В фильме, где сутенер убивает то ли из слабоволия, то ли для того, чтобы завершить ночь так, как он ее начал, можно энер­гичным сжатием век, закрыв глаза, увидеть белизну снега, а быть может, и ангелов, одетых в те же великолепные убранства. Следя за чередой всех ошибок, преступлений, за деградацией мужской и женской части человечества, в конце концов всегда замечаешь ангелов. Они бесшумно летают вокруг маленькой при­земистой девочки, от которой пахнет маслом и сушеными ябло­ками, и скорбно парят в коридорах образцовых тюрем в ночь перед смертной казнью. Ангел возник перед «Титаником», белый ангел из гренландского льда. Он склонился над кораблем, чтобы поиграть этой штуковиной, как мы играем с маленькими зверька­ми. Для самых слабых эти игры, как правило, кончаются очень плохо.

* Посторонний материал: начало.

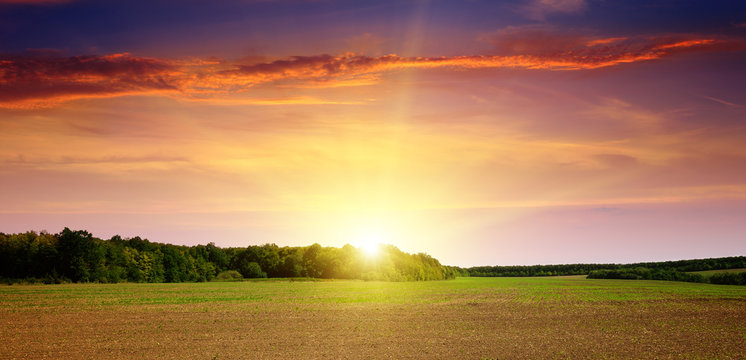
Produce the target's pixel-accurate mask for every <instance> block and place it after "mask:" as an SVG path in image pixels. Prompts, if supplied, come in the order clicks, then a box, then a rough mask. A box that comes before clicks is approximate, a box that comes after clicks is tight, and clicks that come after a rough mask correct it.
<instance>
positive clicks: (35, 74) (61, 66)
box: [0, 54, 178, 108]
mask: <svg viewBox="0 0 746 360" xmlns="http://www.w3.org/2000/svg"><path fill="white" fill-rule="evenodd" d="M177 72H178V69H177V68H176V67H175V66H174V65H172V64H171V63H170V62H168V61H166V60H160V59H151V58H142V57H134V56H131V55H129V54H111V55H105V56H73V57H58V56H9V57H2V58H0V106H1V107H6V108H29V107H31V108H33V107H39V106H45V105H47V106H48V105H53V104H56V103H59V102H64V101H68V100H73V99H78V98H97V97H111V96H121V95H127V94H143V93H152V92H160V91H173V90H176V89H177V88H178V85H177V84H176V83H175V78H174V75H175V74H176V73H177Z"/></svg>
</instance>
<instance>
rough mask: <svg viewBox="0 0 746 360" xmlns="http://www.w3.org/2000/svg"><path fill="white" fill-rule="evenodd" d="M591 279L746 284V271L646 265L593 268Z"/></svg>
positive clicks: (589, 275)
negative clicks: (655, 267)
mask: <svg viewBox="0 0 746 360" xmlns="http://www.w3.org/2000/svg"><path fill="white" fill-rule="evenodd" d="M588 278H589V279H624V280H667V281H687V282H699V283H710V284H720V285H746V272H740V273H728V272H722V273H715V274H712V275H710V276H703V275H700V274H696V273H694V274H691V273H686V272H683V271H679V270H675V269H650V268H646V267H636V268H624V269H615V270H593V271H591V272H590V273H589V274H588Z"/></svg>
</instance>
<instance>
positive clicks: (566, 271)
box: [466, 256, 746, 285]
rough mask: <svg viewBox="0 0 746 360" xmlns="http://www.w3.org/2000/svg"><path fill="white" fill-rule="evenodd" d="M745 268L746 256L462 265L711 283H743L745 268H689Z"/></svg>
mask: <svg viewBox="0 0 746 360" xmlns="http://www.w3.org/2000/svg"><path fill="white" fill-rule="evenodd" d="M739 268H746V257H744V256H733V257H723V258H709V259H693V260H677V261H660V262H644V263H633V264H563V265H531V266H478V267H472V268H468V269H466V270H467V271H468V272H469V274H470V275H471V276H485V277H493V276H553V275H588V278H589V279H628V280H668V281H687V282H702V283H708V282H709V283H712V284H730V285H746V272H743V273H740V274H738V273H723V274H715V275H713V276H702V275H699V274H690V273H689V272H692V271H706V270H725V269H739Z"/></svg>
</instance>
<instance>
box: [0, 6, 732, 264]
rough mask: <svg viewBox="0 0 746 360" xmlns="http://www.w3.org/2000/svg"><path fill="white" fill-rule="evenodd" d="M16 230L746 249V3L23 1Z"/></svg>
mask: <svg viewBox="0 0 746 360" xmlns="http://www.w3.org/2000/svg"><path fill="white" fill-rule="evenodd" d="M0 134H2V136H1V137H0V203H1V204H2V207H0V231H2V232H6V233H12V232H25V231H27V230H35V231H40V230H48V231H49V232H53V233H54V232H59V231H60V230H61V229H62V228H63V227H65V226H67V227H70V228H72V229H86V230H88V231H90V232H92V233H93V234H94V235H95V236H97V237H101V238H109V237H111V236H112V235H115V234H120V235H121V236H123V237H132V236H142V237H144V238H148V239H150V240H151V241H157V242H168V243H174V244H186V245H194V244H205V243H207V242H215V243H216V244H217V245H219V246H247V245H254V244H264V243H276V244H278V245H280V246H285V245H310V244H312V243H314V242H318V243H320V244H321V245H324V246H341V245H343V244H345V243H352V244H353V245H361V244H362V243H363V242H365V241H382V242H386V243H391V244H394V245H396V246H398V247H399V248H400V249H402V250H404V251H407V252H425V253H428V254H430V255H432V256H434V257H435V258H437V259H439V260H440V261H441V262H442V263H444V264H448V265H459V266H474V265H510V264H525V265H528V264H549V263H577V262H638V261H651V260H673V259H687V258H704V257H717V256H734V255H746V2H741V1H674V0H661V1H647V0H640V1H638V0H624V1H604V0H516V1H502V2H498V1H479V0H472V1H414V0H412V1H371V2H368V3H367V4H364V3H363V2H358V1H335V0H328V1H325V0H317V1H301V0H296V1H293V0H286V1H283V0H277V1H273V0H263V1H262V0H225V1H217V2H209V1H190V0H179V1H176V0H151V1H132V0H128V1H119V0H111V1H93V0H91V1H85V0H80V1H76V0H25V1H24V0H0Z"/></svg>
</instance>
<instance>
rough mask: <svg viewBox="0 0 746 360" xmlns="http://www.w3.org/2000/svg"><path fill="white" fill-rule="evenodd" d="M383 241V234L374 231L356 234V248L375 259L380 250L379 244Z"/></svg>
mask: <svg viewBox="0 0 746 360" xmlns="http://www.w3.org/2000/svg"><path fill="white" fill-rule="evenodd" d="M384 240H385V238H384V236H383V234H382V233H381V232H379V231H375V230H366V231H361V232H360V233H358V234H357V237H356V241H355V242H356V243H357V246H358V247H359V248H360V249H361V250H363V252H364V253H365V255H366V256H368V257H375V256H377V255H378V253H379V251H380V250H381V243H383V241H384Z"/></svg>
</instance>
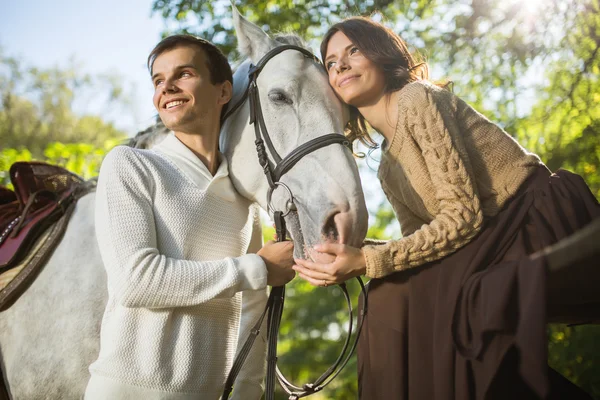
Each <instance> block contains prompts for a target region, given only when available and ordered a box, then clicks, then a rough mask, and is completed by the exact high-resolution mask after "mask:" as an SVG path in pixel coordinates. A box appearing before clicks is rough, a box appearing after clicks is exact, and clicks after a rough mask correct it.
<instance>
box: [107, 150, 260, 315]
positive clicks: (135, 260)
mask: <svg viewBox="0 0 600 400" xmlns="http://www.w3.org/2000/svg"><path fill="white" fill-rule="evenodd" d="M154 184H155V182H154V179H153V177H152V176H151V174H150V173H149V171H148V168H147V166H146V165H145V164H144V162H142V160H140V158H139V157H138V155H137V154H136V153H135V151H134V150H133V149H129V148H126V147H117V148H115V149H113V150H112V151H111V152H110V153H109V154H108V155H107V157H106V158H105V160H104V162H103V163H102V167H101V170H100V176H99V179H98V187H97V191H96V235H97V238H98V244H99V247H100V254H101V255H102V260H103V262H104V266H105V268H106V272H107V277H108V284H109V291H110V294H111V296H113V297H114V298H115V300H116V301H117V302H118V303H120V304H121V305H123V306H125V307H132V308H136V307H140V308H175V307H188V306H193V305H197V304H201V303H203V302H206V301H208V300H210V299H213V298H217V297H231V296H233V295H235V294H236V293H237V292H239V291H243V290H247V289H253V290H258V289H264V288H266V266H265V265H264V262H263V261H262V259H261V258H260V256H258V255H256V254H246V255H244V256H241V257H235V258H233V257H232V258H225V259H222V260H214V261H190V260H182V259H175V258H171V257H167V256H165V255H163V254H160V253H159V251H158V248H157V233H156V226H155V215H154V209H153V191H154Z"/></svg>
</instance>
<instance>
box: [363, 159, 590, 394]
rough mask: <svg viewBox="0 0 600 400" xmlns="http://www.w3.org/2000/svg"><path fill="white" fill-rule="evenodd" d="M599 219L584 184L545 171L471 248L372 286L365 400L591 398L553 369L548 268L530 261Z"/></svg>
mask: <svg viewBox="0 0 600 400" xmlns="http://www.w3.org/2000/svg"><path fill="white" fill-rule="evenodd" d="M598 217H600V205H599V204H598V201H597V200H596V199H595V197H594V196H593V194H592V193H591V192H590V190H589V188H588V187H587V185H586V184H585V182H584V181H583V179H582V178H581V177H580V176H578V175H575V174H572V173H570V172H567V171H564V170H560V171H558V172H557V173H556V174H552V175H550V173H549V172H548V171H547V170H546V169H545V168H540V169H539V170H538V171H536V173H534V174H533V175H532V176H531V177H530V178H529V179H528V180H527V181H526V182H525V183H524V184H523V186H522V187H521V189H520V191H519V193H518V194H517V195H516V196H515V197H514V198H513V199H511V200H510V201H509V202H508V204H507V205H506V206H505V207H504V209H503V210H502V211H501V212H500V213H499V214H498V215H497V216H495V217H494V218H491V219H490V220H489V221H487V222H486V224H485V226H484V228H483V230H482V232H480V234H479V235H478V236H477V237H476V238H475V239H474V240H473V241H472V242H471V243H469V244H468V245H466V246H465V247H463V248H461V249H460V250H458V251H457V252H455V253H454V254H452V255H450V256H447V257H445V258H444V259H442V260H439V261H436V262H432V263H429V264H426V265H424V266H422V267H419V268H414V269H411V270H407V271H402V272H398V273H395V274H392V275H389V276H387V277H385V278H382V279H373V280H371V282H370V284H369V294H368V300H369V301H368V307H369V308H368V313H367V317H366V320H365V325H364V326H363V331H362V334H361V338H360V342H359V347H358V374H359V392H360V398H361V399H363V400H372V399H377V400H379V399H386V400H393V399H410V400H421V399H422V400H451V399H452V400H453V399H537V398H568V399H576V398H589V397H587V395H586V394H585V393H584V392H583V391H581V390H580V389H579V388H577V387H576V386H575V385H572V384H571V383H570V382H569V381H568V380H566V378H564V377H562V375H560V374H558V373H556V372H554V371H552V370H549V368H548V366H547V338H546V317H547V316H546V312H547V310H546V300H547V299H546V277H547V268H546V265H545V263H544V259H543V258H539V259H537V260H535V261H532V260H531V259H530V258H529V257H528V255H530V254H532V253H534V252H536V251H538V250H540V249H542V248H544V247H546V246H549V245H551V244H553V243H555V242H556V241H558V240H560V239H562V238H565V237H567V236H569V235H571V234H572V233H574V232H575V231H577V230H579V229H581V228H582V227H583V226H585V225H586V224H587V223H589V222H590V221H591V220H593V219H595V218H598Z"/></svg>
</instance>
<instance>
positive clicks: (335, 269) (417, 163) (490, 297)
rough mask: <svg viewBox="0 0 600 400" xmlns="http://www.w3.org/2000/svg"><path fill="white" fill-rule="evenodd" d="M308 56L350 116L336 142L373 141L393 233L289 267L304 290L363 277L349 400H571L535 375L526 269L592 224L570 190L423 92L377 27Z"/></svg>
mask: <svg viewBox="0 0 600 400" xmlns="http://www.w3.org/2000/svg"><path fill="white" fill-rule="evenodd" d="M321 55H322V58H323V60H324V63H325V66H326V68H327V70H328V74H329V83H330V85H331V86H332V88H333V89H334V91H335V92H336V93H337V95H338V96H339V97H340V98H341V99H342V100H343V101H344V102H345V103H347V104H348V105H349V106H350V109H351V111H352V118H351V121H350V122H349V125H348V129H347V133H348V135H349V136H350V137H351V138H353V139H360V140H363V141H365V142H369V136H368V133H367V125H366V123H368V124H369V125H370V126H372V127H373V128H374V129H375V130H377V131H378V132H379V133H380V134H382V135H383V137H384V139H385V140H384V144H383V145H382V160H381V164H380V166H379V171H378V177H379V180H380V181H381V185H382V188H383V191H384V193H385V194H386V196H387V198H388V200H389V201H390V203H391V204H392V206H393V208H394V211H395V213H396V215H397V218H398V220H399V222H400V225H401V228H402V233H403V238H402V239H399V240H392V241H389V242H386V243H381V244H371V245H366V246H364V247H363V248H362V249H358V248H352V247H349V246H345V245H338V244H327V245H321V246H316V247H315V250H316V251H317V252H321V253H328V254H330V255H331V256H333V257H335V259H334V261H333V262H332V263H331V264H325V263H317V262H311V261H306V260H297V265H296V266H295V269H296V271H297V272H298V273H299V275H300V277H302V278H304V279H306V280H307V281H308V282H310V283H312V284H313V285H317V286H327V285H331V284H335V283H340V282H343V281H346V280H348V279H350V278H352V277H355V276H358V275H363V274H364V275H366V276H367V277H370V278H373V279H372V280H371V282H370V288H369V310H368V313H367V319H366V322H365V326H364V327H363V333H362V335H361V341H360V345H359V350H358V358H359V387H360V395H361V398H363V399H397V398H402V399H406V398H410V399H463V398H477V399H483V398H499V399H506V398H510V397H512V398H519V399H520V398H540V397H547V395H548V393H550V394H551V396H554V397H556V398H570V399H572V398H577V397H578V396H580V395H582V396H584V397H585V393H582V392H581V391H580V390H579V389H578V388H577V387H576V386H574V385H572V384H570V383H569V382H568V381H566V379H564V378H563V377H562V376H560V375H558V374H556V373H555V372H553V371H549V372H548V371H547V365H546V342H545V336H544V335H545V321H546V317H545V314H544V312H545V304H546V303H545V300H546V299H545V290H546V284H545V281H546V275H545V274H546V269H545V265H544V264H543V260H541V259H540V258H538V259H537V260H536V261H531V260H530V259H529V257H527V255H529V254H531V253H533V252H535V251H537V250H539V249H542V248H544V247H545V246H548V245H550V244H552V243H554V242H556V241H557V240H559V239H561V238H563V237H566V236H568V235H570V234H571V233H573V232H574V231H576V230H578V229H580V228H581V227H582V226H584V225H585V224H587V223H588V222H589V221H591V220H592V219H594V218H597V217H598V216H600V206H599V205H598V202H597V200H596V199H595V198H594V196H593V195H592V194H591V192H590V190H589V188H588V187H587V186H586V184H585V183H584V182H583V180H582V179H581V178H580V177H579V176H577V175H574V174H572V173H568V172H566V171H559V172H558V173H557V174H551V173H550V171H549V170H548V169H547V168H546V166H545V165H544V164H543V163H542V161H541V160H540V159H539V157H538V156H536V155H535V154H532V153H529V152H527V151H526V150H525V149H523V148H522V147H521V146H520V145H519V144H518V143H517V142H516V141H515V140H513V139H512V138H511V137H510V136H509V135H508V134H507V133H506V132H504V131H503V130H502V129H501V128H499V127H498V126H496V125H495V124H493V123H491V122H490V121H489V120H487V119H486V118H485V117H484V116H482V115H481V114H479V113H478V112H477V111H475V110H474V109H473V108H471V107H470V106H469V105H467V104H466V103H465V102H464V101H462V100H461V99H459V98H458V97H456V96H454V95H453V94H452V93H451V92H450V91H448V90H446V89H444V88H442V87H438V86H436V85H433V84H431V83H429V82H428V81H427V80H426V79H427V65H426V64H424V63H417V62H416V61H415V60H414V59H413V57H412V56H411V55H410V53H409V52H408V50H407V46H406V45H405V43H404V42H403V41H402V40H401V39H400V38H399V37H398V36H397V35H396V34H394V33H393V32H392V31H390V30H388V29H387V28H385V27H384V26H382V25H381V24H378V23H376V22H373V21H371V20H369V19H365V18H360V17H354V18H350V19H347V20H345V21H342V22H340V23H338V24H336V25H334V26H333V27H332V28H331V29H330V30H329V31H328V33H327V34H326V35H325V38H324V40H323V42H322V44H321ZM318 258H319V259H322V258H321V257H318ZM548 373H549V378H550V379H549V380H548V379H547V378H548V376H547V374H548ZM548 383H549V384H548Z"/></svg>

Следя на экране за странной посланницей смерти в лице Эгеде Ниссен, я думал о том, что невозможно представить себе единый для всех рай. Существует рай для девок и их сутенеров, другой - для их жертв, третий - для свидетелей, четвертый­ для судей. И в любом раю люди подсаживаются к столикам. Они приносят с собой свои радости и печали, как в тех бистро Сан­-Уана, куда приходят со своей едой. В раю выставляют вино.

Теперь, когда я уверен в том, что фильм этот не будут больше часто показывать, я его прочно связываю со своей молодостью и никак не могу удержаться 'от улыбки при мысли о том, как подобное зрелище могло взволновать мое воображение прони­цательного лицеиста семнадцати лет. Короче говоря, я уже заново создал этот фильм. Мне слышались уличные крики, когда я заты­кал себе уши и впивался глазами в страницу овидиевских «Метаморфоз». Все это много лет спустя привело к появлению нравственно-поучительного и одновременно извращенного фильма «Улица», где играет Эгеде Ниссен, актриса скандинавская и между­народная, которой удалось подмешать тайну жизни к несколькими ночными приключениям, наивным и жалостливым, и публика, не колеблясь, освистала ее по причинам, серьезность которых она сама не осознает.